Facts provided by Freedom House itself state that:


The opening of the press on November 14 2003 marks the culmination of almost two years of work by Freedom House. The press ... was funded by the U.S. State Department's Bureau of Democracy, Human Rights & Labor. The Open Society Institute and the Royal Ministry of Foreign Affairs of Norway provided additional support.


The Media Support Center Foundation, a Kyrgyz non-profit organization, will operate the printing house. A broad-based Board of Directors, chaired by U.S. Senator John McCain (R-AZ), directs the foundation. ...


Why would the State Department fund a foreign printing press if there was no U.S. objective involved? Freedom House itself kicked in money for the MSCF effort — at least $39,000, according to its Form 990 filing with the IRS for the fiscal year ended June 30, 2005 (the most recent year for which such figures are available).

Lest you think I've run out of 'p's, given John McCain's oft-stated position on earmarks and pork, I think we have to conclude that setting up a printing press in Kyrgyzstan can't possibly be considered PORK.


But think about this.


If the Russian or Chinese governments set up a state-funded printing press in the U.S. and started printing newspapers that stirred up the populace against the existing government, how would that be characterized?
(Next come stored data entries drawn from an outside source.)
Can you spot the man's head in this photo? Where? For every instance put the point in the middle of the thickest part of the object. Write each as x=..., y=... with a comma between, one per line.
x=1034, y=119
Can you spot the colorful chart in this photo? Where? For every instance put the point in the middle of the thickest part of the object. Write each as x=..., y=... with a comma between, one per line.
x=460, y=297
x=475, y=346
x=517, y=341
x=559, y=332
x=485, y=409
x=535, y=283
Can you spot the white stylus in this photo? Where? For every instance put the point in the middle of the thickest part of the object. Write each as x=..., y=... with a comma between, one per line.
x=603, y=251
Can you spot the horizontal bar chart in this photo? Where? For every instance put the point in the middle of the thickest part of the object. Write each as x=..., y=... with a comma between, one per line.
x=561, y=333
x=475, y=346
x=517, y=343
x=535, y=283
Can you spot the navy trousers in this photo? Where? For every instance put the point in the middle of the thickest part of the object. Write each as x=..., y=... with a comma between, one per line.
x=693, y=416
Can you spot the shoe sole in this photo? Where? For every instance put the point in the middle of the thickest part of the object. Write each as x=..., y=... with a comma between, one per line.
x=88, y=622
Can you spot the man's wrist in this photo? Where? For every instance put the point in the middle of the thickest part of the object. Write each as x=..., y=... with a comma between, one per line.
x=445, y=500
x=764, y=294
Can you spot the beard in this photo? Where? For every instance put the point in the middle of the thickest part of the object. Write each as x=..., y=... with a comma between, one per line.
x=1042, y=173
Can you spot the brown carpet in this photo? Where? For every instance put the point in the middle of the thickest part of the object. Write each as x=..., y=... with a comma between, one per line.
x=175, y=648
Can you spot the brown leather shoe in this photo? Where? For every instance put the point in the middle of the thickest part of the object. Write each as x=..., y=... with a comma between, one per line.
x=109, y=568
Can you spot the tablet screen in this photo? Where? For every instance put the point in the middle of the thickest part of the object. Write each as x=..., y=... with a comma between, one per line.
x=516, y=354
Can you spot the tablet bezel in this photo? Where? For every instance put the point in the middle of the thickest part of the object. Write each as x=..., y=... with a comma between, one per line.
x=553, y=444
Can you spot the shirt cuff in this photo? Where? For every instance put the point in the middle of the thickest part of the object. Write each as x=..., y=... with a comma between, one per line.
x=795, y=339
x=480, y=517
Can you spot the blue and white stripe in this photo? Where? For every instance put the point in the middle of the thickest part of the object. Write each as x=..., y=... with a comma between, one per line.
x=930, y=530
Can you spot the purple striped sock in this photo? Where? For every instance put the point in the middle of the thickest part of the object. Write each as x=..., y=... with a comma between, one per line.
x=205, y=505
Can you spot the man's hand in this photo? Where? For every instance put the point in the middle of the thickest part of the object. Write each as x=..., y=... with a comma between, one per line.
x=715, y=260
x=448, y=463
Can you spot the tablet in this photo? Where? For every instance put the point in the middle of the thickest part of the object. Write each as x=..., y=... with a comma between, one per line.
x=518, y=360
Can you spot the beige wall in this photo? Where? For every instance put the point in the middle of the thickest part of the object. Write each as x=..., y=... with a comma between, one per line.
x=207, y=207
Freedom House is technically a nonprofit, though of a special brand funded almost entirely by government money. And its MSCF project was chaired by a sitting U.S. Senator — the face of the U.S. government.

It would seem that not only did George W. Bush provide little direction to the executive agencies under his jurisdiction, but a significant number of foreign policy initiatives seem to have been undertaken by members of Congress and non-governmental organizations.